Dans le ciel, le disque solaire joue avec les bancs de brumes. Disparaît et réapparaît tour à tour. Mais la lumière baisse progressivement. Le brouillard s’épaissit et abandonne les tons chauds, ocres de la lumière matinale pour des teintes plus britanniques.
Ambiance austère des débuts de journée humide.
Le groupe se met en marche. Les premiers buissons sont cacophoniques. Une quinzaine d’oiseaux s’époumonent à couvrir la voix des voisins. Trois ou quatre Rossignols philomèles aux vocalises d’une richesse inouïe. Des notes flûtées, montantes et flirtant avec le ciel. Des descentes vertigineuses. Des staccatos poussés d’une voix de stentor. Un virtuose en Europe occidentale dont la langue française s’est approprié le nom.
A juste titre.
Des Fauvettes des jardins, des Fauvettes à tête noire et des Fauvettes grisettes mêlent leurs strophes. Les dissocier les unes des autres est le premier exercice avant d’apprendre à les distinguer : les points communs d’abord, puis ce qui nous permet de les distinguer pour nommer les chanteurs. L’Alouette des champs, elle, nous toise à une vingtaine de mètres de hauteur. Battements d’ailes rapides pour un vol nuptial au-dessus de son fief en poussant une mélodie semblant ne jamais devoir s’achever.
Silhouettes sombres d’arbres trouant les nuées. Végétation ruisselante de l’humidité en suspension dans l’air. Toiles d’araignée perlées d’une multitude de fines gouttelettes. Les Pissenlits en graines scintillent en contre-jour sous la légère lumière qui parvient à filtrer à travers la crasse. Paysages couverts d’un voile terne décolorant chaque parcelle du vivant. Les regards ne portent plus qu’à quelques hectomètres.
Atmosphère intime.
Parvenus au bord de l’eau, les étangs se dissimulent eux aussi. Le chant explosif de la Bouscarle de Cetti troue tout à coup le silence ouaté. Un Héron cendré pêche, immobile, le regard rivé sur l’onde et le bec prêt à harponner tout poisson s’approchant de façon exagérée, inconscient du danger. Deux Sternes pierregarins passent au-dessus de nos têtes de leur vol chaloupé. Deux Coucous gris se répondent tandis que les Rousserolles effarvattes – petit passereau de couleur brune – chantent depuis les roselières.

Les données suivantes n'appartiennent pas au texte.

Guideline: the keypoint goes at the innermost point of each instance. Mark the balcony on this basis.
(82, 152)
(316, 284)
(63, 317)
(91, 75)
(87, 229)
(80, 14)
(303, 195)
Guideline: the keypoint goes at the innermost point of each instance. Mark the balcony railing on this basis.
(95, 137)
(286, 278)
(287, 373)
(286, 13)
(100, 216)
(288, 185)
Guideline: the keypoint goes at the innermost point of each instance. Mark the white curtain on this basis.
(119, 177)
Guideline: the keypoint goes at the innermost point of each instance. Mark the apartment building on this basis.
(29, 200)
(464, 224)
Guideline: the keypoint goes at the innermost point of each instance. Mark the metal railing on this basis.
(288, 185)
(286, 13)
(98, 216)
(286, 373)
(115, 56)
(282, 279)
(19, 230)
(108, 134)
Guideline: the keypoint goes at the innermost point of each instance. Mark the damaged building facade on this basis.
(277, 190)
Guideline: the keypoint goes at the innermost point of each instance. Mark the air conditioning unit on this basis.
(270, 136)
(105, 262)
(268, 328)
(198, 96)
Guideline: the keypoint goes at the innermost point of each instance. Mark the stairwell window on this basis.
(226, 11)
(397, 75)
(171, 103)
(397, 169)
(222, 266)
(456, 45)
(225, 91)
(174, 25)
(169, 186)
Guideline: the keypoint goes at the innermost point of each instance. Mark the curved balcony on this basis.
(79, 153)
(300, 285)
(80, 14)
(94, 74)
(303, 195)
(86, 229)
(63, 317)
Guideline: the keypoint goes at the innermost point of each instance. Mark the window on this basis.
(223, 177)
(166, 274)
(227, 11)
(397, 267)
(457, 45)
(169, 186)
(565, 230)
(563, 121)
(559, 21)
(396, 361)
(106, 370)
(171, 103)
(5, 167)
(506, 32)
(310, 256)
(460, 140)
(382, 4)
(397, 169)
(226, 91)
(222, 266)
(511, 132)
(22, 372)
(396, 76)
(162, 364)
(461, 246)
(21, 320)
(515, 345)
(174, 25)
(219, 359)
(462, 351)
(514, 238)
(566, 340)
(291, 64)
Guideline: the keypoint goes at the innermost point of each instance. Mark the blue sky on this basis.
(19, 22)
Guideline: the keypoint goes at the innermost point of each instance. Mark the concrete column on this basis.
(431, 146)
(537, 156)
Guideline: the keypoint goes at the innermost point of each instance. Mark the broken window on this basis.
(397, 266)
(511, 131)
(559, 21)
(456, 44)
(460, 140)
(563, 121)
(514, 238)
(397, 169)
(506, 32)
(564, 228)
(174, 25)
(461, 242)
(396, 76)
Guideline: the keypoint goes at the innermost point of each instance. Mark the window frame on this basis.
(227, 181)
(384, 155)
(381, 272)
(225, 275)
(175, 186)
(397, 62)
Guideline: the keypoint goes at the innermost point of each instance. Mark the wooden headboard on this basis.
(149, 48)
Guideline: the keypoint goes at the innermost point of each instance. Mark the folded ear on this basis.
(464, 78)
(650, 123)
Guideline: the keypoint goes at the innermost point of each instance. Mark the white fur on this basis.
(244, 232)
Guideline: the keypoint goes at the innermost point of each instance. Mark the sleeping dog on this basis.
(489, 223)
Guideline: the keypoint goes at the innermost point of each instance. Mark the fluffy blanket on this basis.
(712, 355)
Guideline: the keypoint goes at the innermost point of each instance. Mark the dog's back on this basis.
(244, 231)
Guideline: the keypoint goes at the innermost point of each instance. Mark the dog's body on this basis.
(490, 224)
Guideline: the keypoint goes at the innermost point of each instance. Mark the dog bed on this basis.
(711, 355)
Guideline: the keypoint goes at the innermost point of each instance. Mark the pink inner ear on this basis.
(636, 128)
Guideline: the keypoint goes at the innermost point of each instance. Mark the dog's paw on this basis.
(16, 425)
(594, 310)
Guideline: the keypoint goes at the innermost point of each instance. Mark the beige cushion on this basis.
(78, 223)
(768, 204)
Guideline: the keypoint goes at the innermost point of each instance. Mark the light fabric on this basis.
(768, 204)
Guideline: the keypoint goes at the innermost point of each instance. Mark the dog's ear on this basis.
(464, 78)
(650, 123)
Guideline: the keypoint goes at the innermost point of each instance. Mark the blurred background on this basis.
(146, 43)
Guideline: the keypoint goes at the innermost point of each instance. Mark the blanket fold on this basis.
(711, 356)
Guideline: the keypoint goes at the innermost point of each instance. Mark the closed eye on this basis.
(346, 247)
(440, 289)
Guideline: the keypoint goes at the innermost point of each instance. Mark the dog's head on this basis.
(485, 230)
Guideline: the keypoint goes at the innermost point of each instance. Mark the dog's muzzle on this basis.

Alors que nous longeons la lisière d’un bois, la lumière augmente progressivement. La brume se déchire lentement. Les silhouettes deviennent plus nettes. Les couleurs plus soutenues. Les contre-jours excitent nos appareils photos. La marche est lente tant nous nous émerveillons du monde que nous traversons. Le jaune d’or des genêts en fleur. Les rayons du soleil découpant les toutes jeunes feuilles. Un Citron butinant une fleur de Pissenlit – ton sur ton. Un Pinson des arbres à la poitrine lie de vin surveillant son domaine depuis une branche nue d’une haie.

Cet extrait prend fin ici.